En sonunda dayanamayıp evden çıktım ve restoranına gittim. Taksiden indiğimde uzun bir süre içeri girecek cesareti toparlamak için bekledim. Anneme güvenmek istiyordum. Tüm acılara rağmen sevginin mutluluğuna inanmak istiyordum. Yıllardır inandığım ve sıkıca sarıldığım bu düşünceyi atlatmam zor olacaktı ama yapacaktım. Başaramasam da denemedim demek istemiyordum. Sonunda tüm cesaretimi toplayıp restorana girdim. Burada olup olmadığını da bilmiyordum eğer yoksa bu cesareti tekrar bulamazdım.
Gözlerim etrafta aradı ama yoktu. Kasadaki görevliye yaklaştım. ''Derin Bey burada mı?'' dedim.
''Burada değil. İlgilenmesi gereken bir iş olmadıkça gelmez.''
''Teşekkür ederim.''
''Gelirse kimin aradığını söyleyeyim?''
''Gerek yok.'' dedim ve restorandan çıktım. Eve giden yolda yavaş adımlarla yürümeye başladım. Belki de kaderimizde birlikte olmak yoktu.

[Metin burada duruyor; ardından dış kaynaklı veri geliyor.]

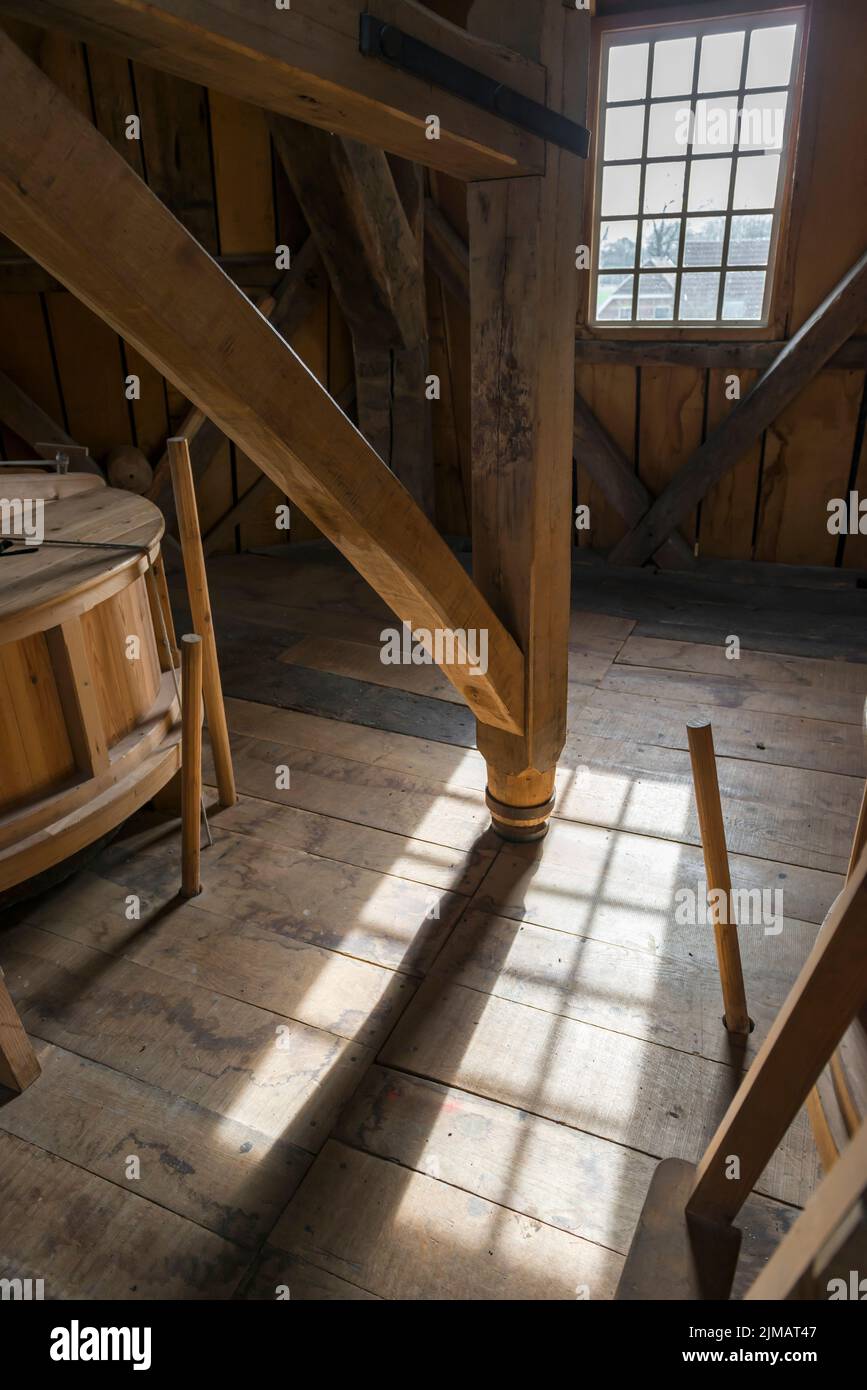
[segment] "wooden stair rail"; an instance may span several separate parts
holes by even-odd
[[[618,1298],[728,1297],[740,1245],[732,1222],[865,1000],[867,852],[701,1161],[657,1167]]]
[[[461,651],[444,672],[480,721],[523,730],[521,651],[457,557],[297,354],[5,34],[0,227],[233,439],[401,620],[487,633],[486,670]]]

Eve döndüğümde yatağa yatıp örtüyü başıma kadar çektim. Haftasonu bu yataktan çıkmayı düşünmüyordum. Sonrasında da pazartesi sendromuna girerdim. Üzgün olmak için bahane bulmak kolaydı.
Düşüncelerimin denizinde yüzerken saatlerce yatakta yattım. Bir şey yapmamak iyi gelmişti. Kapı zili çalınca örtüyü daha çok başıma çektim. Bir kez daha çalınca kimin geldiğine bakmak için ayaklarımı sürüye sürüye kapıya gittim ve açtım.
Karşımdakiyle hareketsiz kaldım. Diyebildiğim tek şey ''Neden geldin?'' oldu.
''Bugün restorana güzel bir kadın gelip beni sormuş!''
''Şey, ben, yani, öyle, işte...'' Daha fazla saçmalamamak için sustum. Karşımdaki bu durumdan gayet memnundu. En sonunda kenara çekilip kapıyı açtım. ''İçeri gelsene.''
Eve girince kapıyı kapadım ve salona geçip oturduk. Üzerimde hissettiğim baskı hissiyle ''Kahve içer misin?'' diye sordum ve cevap vermesine fırsat tanımadan mutfağa gittim.
Kahveyi yapmaya çalışırken ellerim titriyordu. Arkamdan sessizce gelip mutfak tezgahına dayandığında bir an boş bulunup havaya sıçradım. Uzanıp elimdeki kahve kavanozunu alarak kenara bıraktı. ''Biraz sakinleşmeye ne dersin?''
''Sakinim zaten.'' dedim ama bu büyük bir yalandı.
Elimi tutup ellerinin arasına aldı. ''Bu eller neden titriyor?'' Cevap vermedim. ''Açık konuşalım Alev, seni aramayacağım dedim ve sözümü tuttum ama restorana gelip beni sorduğun için bir adım attığına inanarak buraya geldim. Ne düşünüyorsan bana açıkca söylemen gerek.''
Yanına mutfak tezgahına dayandım. ''Korkularım var ve onları aşmam kolay olmayacak ama denemek istiyorum. Tabi sen de hala istiyorsan?'' Açıkca söylemiştim ve söyleyince rahatladığımı hissetmiştim.
''Gel buraya küçük tatlı kirpim.'' kolumdan tutup kendine çekti ve sarıldı. Kollarının ve göğsünün sıcaklığında bütün bedenim yavaşça gevşedi. Başımı göğsüne dayadığımda saçlarımda dudaklarını hissettim.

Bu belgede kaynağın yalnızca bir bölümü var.